February 28, 2012
NFL Combine 2012: Analyzing Performances of Potential Round 1 Defensive Linemen
Aside from the defensive backs, the defensive linemen may arguably be the most talent unit in the 2012 NFL draft. And as evidence by some solid performances at the combine, the defensive ends and tackles made a strong impression on Monday.
That said, here’s a look at some projected first-rounders who at the very least, lived up to expectations.
Melvin Ingram, South Carolina
If anything at the combine, Melvin Ingram proved his value as a first-round selection. The man comes in at 6’1″, 265 pounds and registered a 4.79 40-yard dash, 28 reps on the bench, a 34.5-inch vertical as well as 9’1″ broad jump.
Ingram’s agility and body control, though, proved to be the most impressive.
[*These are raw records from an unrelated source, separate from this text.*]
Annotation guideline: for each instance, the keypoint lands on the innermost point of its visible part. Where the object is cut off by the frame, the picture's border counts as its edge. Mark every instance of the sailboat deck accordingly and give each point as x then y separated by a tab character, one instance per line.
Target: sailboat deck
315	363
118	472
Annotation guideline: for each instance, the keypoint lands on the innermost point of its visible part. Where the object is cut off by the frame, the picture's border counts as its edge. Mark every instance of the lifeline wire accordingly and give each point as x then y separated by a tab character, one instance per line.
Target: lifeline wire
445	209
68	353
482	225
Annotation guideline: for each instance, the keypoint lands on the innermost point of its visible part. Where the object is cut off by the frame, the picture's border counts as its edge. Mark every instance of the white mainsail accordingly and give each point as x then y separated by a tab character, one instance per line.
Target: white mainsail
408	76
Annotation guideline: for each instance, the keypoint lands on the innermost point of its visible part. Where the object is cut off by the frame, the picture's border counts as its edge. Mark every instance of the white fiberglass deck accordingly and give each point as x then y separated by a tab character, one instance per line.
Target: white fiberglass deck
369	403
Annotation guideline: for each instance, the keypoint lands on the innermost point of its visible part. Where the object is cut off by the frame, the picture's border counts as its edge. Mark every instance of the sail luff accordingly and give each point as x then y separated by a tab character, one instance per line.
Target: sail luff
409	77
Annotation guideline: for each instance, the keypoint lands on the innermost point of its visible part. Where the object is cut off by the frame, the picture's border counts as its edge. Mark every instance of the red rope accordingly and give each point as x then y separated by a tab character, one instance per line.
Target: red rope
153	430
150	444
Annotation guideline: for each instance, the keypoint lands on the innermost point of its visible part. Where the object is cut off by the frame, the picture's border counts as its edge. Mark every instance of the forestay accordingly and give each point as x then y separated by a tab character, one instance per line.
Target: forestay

On the three-cone drill and 20-yard shuttle, Ingram put up top times of 6.83 and 4.18 seconds, respectively. With his versatility along the defensive line and the ability to play outside linebacker, Ingram has all the physical tools to make an immediate impact in pro football.
It also won’t matter whether the franchise who drafts him runs a 4-3, 3-4, 1-5-5 or whatever. Ingram can literally play anywhere in a front seven and be productive against the rush and pass. Although he could gain some muscle strength, doing so would have to happen while maintaining his quickness and lateral footwork.
Nick Perry, USC
What we learned about USC’s Nick Perry from the combine was his freakishly athletic skill set.
There’s no doubt that Perry was expected to perform well but the man went above and beyond himself. First off, he comes in at 6’3″, 270 pounds and ran a 4.64 40-yard dash. In addition, Perry was a top-five performer in the bench press (35 reps) and the top performer in vertical (38.5 inches) and broad jump (10’4″).
Now, his three-cone drill and 20-yard shuttle times were only average by comparison. So, what we see here is immediate explosion off the snap but inconsistency at making moves inside or out to apply pressure on the quarterback.
If Perry can develop more lateral agility and improve his body control while changing directions, he has Pro Bowl potential in 2012. With excellent quickness and acceleration, it comes down to not being overaggressive and adjusting to how the play develops.
Dontari Poe, Memphis
Here’s a guy who really shined on the NFL combine stage. The man’s size of 6’4″, 346 pounds is monstrous but his performance was even more monstrous.
Considering his size frame, Poe still managed to run a 4.98 40-yard dash, leap 29.5 inches on the vertical, soar 8’9″ on the broad jump and bolt 4.56 seconds on the 20-yard shuttle. Poe’s bench press, however, was off the charts at 44 reps, the most of anyone at the combine.
With that kind of performance and lateral quickness based on his size, we’re looking at the next dominant nose guard in pro football. Whether it’s a 3-4, 1-5-5 or a 50-look front, Poe has to be the immovable object in the middle.
There’s no reason for him to play anywhere else along the defensive line; otherwise a team would be taking away his strengths. And drawing double-teams while clogging up running lanes is all a defensive coordinator needs him to do.